We love landmarks, so we are very glad to make a round twenty issues as we jump past the winter solstice and into the true grasp of winter. Twenty, perhaps, is not so exciting as ten, or one hundred, but we’ll celebrate nonetheless with your fine and magical articles to explore the world around us.
It’s as colourful as it gets in this issue. We are happy to present you with An Observer’s Guide to Rainbows. It’s been on the site for a while but deserved a cleanup and a feature position. If you read this one carefully, we promise you’ll be able to predict, classify, and appreciate rainbows like never before.

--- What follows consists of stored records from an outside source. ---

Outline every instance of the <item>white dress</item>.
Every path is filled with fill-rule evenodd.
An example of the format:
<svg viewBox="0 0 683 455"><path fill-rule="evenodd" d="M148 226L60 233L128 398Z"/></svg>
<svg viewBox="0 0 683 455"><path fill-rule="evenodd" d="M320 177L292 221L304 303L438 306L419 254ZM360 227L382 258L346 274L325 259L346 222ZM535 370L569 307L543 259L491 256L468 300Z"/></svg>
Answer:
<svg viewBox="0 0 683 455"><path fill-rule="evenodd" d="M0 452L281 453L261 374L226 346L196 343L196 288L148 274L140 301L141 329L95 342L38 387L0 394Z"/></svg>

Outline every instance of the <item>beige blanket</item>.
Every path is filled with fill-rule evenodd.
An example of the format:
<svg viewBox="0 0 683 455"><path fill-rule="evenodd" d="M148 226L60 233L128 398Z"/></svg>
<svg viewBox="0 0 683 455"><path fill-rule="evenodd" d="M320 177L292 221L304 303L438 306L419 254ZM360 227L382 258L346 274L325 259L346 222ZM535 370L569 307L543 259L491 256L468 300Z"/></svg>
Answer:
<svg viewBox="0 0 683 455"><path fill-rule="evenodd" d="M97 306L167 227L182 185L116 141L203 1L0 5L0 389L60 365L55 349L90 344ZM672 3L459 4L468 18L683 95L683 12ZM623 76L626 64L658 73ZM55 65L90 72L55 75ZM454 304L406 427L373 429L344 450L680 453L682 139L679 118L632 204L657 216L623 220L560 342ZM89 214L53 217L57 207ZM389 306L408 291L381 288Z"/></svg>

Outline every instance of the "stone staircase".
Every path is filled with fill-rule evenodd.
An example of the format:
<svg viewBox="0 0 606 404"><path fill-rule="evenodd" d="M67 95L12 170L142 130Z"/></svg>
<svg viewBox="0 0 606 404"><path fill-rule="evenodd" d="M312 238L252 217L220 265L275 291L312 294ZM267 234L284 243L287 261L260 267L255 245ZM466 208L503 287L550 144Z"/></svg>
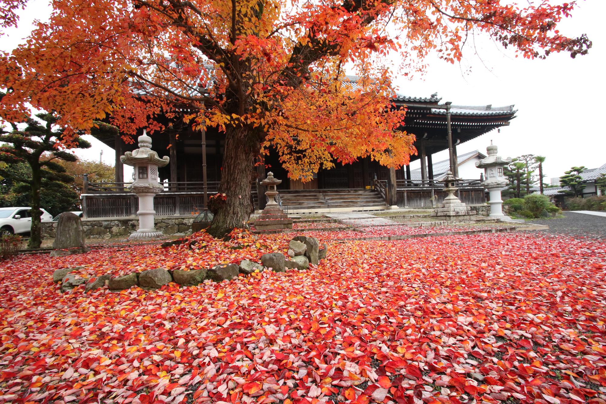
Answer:
<svg viewBox="0 0 606 404"><path fill-rule="evenodd" d="M379 210L385 201L373 189L281 190L288 214Z"/></svg>

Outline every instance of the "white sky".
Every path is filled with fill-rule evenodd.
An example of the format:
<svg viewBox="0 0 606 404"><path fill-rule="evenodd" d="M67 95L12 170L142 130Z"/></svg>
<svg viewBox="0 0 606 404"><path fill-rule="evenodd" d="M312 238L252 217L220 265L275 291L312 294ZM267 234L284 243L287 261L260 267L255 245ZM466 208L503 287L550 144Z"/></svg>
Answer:
<svg viewBox="0 0 606 404"><path fill-rule="evenodd" d="M562 0L563 1L563 0ZM10 50L23 41L35 19L45 19L50 12L47 0L30 0L19 27L0 37L0 49ZM429 59L423 77L396 81L406 95L429 96L438 92L442 103L493 106L515 104L517 118L509 127L459 144L459 154L473 150L485 152L493 140L503 157L532 153L545 156L544 171L548 178L562 175L572 166L594 168L606 163L606 136L601 98L606 90L606 30L602 16L606 1L579 1L573 17L559 26L570 36L587 33L593 42L589 54L572 59L552 55L547 60L514 58L511 52L485 39L476 41L475 49L464 49L460 64ZM601 112L602 111L602 112ZM82 158L113 164L113 150L87 136L92 147L76 152ZM435 155L434 161L445 160L447 152ZM411 164L418 166L418 161ZM478 173L479 173L478 170ZM478 173L478 176L479 173Z"/></svg>

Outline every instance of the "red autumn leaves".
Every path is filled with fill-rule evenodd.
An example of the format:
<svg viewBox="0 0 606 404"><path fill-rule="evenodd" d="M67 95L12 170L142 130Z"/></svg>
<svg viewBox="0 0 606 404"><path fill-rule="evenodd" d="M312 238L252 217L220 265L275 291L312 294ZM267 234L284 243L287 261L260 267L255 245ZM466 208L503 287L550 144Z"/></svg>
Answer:
<svg viewBox="0 0 606 404"><path fill-rule="evenodd" d="M0 402L604 403L600 241L337 241L308 271L221 284L62 294L50 280L76 261L193 268L290 239L233 235L3 263Z"/></svg>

We’ll travel to Fiji with Astrid Tiefholz on a quest for some of the largest forest trees of the South Pacific, the giant Dakua tree. We’ll orbit the planet with NASA and learn about a high resolution night-sky globe that shows us our beautiful planet as a delicate black marble.
Then, we’ll venture into the dark with Jasper Da Seymour, a specialist in light painting. He’s using a torch as a paintbrush, and a camera as a canvas. He’s managed to bring spectacular shapes and designs into existence…shapes never before seen… until now.
As always, we rely on you and your enthusiasm to help us spread the word about these wonderful stories. Tell a friend, if you’d be so kind!
All the best!
– The Editor
Southern Hemisphere Winter Solstice 2014
The Editor of Tasmanian Geographic is a shadowy and mysterious figure who is often found deep underground, in the treetop branches, on coastal beaches, or high in the mountains.